Writer: Grant Morrison

Art: Liam Sharp

Colors: Steve Oliff

Letters: Tom Orzechowski


Reviewed by: Matthew B. Lloyd



Hal Jordan is paired with a recruit for a mission to Maltus.  Once there he encounters the next generation of the Guardians of the Universe, but he’s not thrilled with their first assignment for him.


The idea of “young” Guardians is an interesting one, and definitely the highlight of the issue.  It’s pretty funny that they actually do grow on trees!  The question is raised, where does one find “ancient, wise immortals.”  It’s definitely a new concept that takes the Green Lantern Corps to new territory.

There’s a quiet moment between Hal and John Stewart that is also nice.  It gets at their personal relationship and allows Morrison to contrast the differences between the characters.  When he throws Jessica Cruz in to the mix, it’s a nice reminder that this book does take place in the current continuity of the main DC Universe.  Much of “season one” could’ve taken place outside the main continuity as Morrison explored worlds (parallel and alien) that were not reliant on what was transpiring in the main DC Universe.

The new recruit, Rykaktoro has potential to become interesting.  As a being based on NaCL instead of C, it certainly sets up the possibility for varying perspectives on the universe and being a Green Lantern.
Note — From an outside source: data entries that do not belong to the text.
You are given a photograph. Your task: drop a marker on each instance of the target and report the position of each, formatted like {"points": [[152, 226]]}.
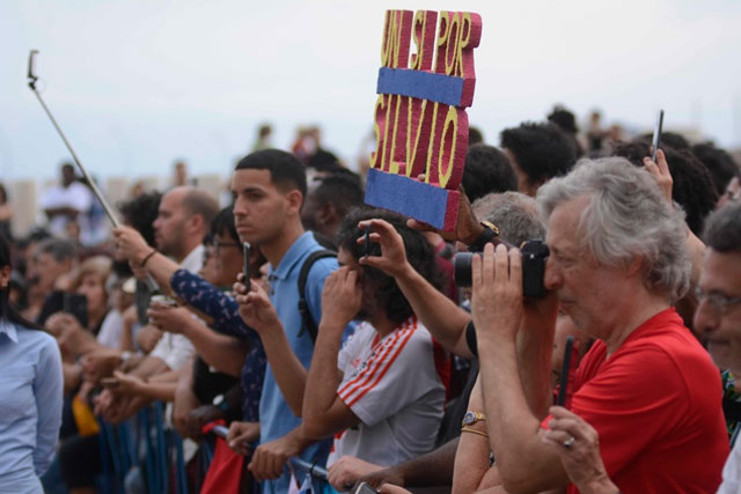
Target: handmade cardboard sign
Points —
{"points": [[421, 126]]}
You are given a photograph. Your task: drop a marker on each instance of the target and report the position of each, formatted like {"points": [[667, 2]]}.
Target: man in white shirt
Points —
{"points": [[184, 218], [65, 202]]}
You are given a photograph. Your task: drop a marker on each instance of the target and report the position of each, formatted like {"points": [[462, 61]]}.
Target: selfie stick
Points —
{"points": [[32, 78]]}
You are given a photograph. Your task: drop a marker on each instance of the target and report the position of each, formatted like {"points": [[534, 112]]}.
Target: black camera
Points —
{"points": [[534, 256]]}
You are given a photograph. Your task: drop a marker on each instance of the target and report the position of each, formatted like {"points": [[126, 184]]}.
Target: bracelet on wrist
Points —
{"points": [[474, 431], [147, 258]]}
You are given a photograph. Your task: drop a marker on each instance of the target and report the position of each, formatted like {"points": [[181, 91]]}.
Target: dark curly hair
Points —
{"points": [[723, 229], [720, 164], [542, 150], [487, 170], [693, 186], [7, 311], [419, 252]]}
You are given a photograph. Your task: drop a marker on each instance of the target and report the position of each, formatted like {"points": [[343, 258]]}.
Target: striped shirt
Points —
{"points": [[393, 385]]}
Much like The Green Lantern #1, this issue is a lot of set up.  The Young Guardians will no doubt have a large role to play in this series, but in this issue there’s not much to their introduction.  A lot of the issue is exposition about Mother Juna, the grower of the Young Guardians.  While it’s in the context of a rescue by Hal and recruit Rykaktoro, it’s a little dense.  It appears to function as important backstory for what will come, but it’s not one of Morrison’s best moments.  While Morrison wants to get the story going, it seems like some of this could’ve been integrated more effectively down the line.

Mother Juna’s rescue is not as surprising as it could’ve been, mainly because as a new character, her peril isn’t that interesting.  It’s easy to believe she won’t make it.  Despite Jordan and Rykaktoro being late, she apparently is never really in danger.  It’s a twist that just doesn’t have much impact.  However, it’s always possible that it could be something more down the road.


Overall, The Green Lantern: Season Two #1 is an average start to a new story arc.  While the main idea of the Young Guardians is intriguing and potentially concept shattering to the Green Lantern Corps, it doesn’t go very far here.  Coupled with the exposition on Mother Juna, the issue comes across as establishing shots of the larger story to come.  I have no doubt that it will improve, but this is a lackluster start to Season Two.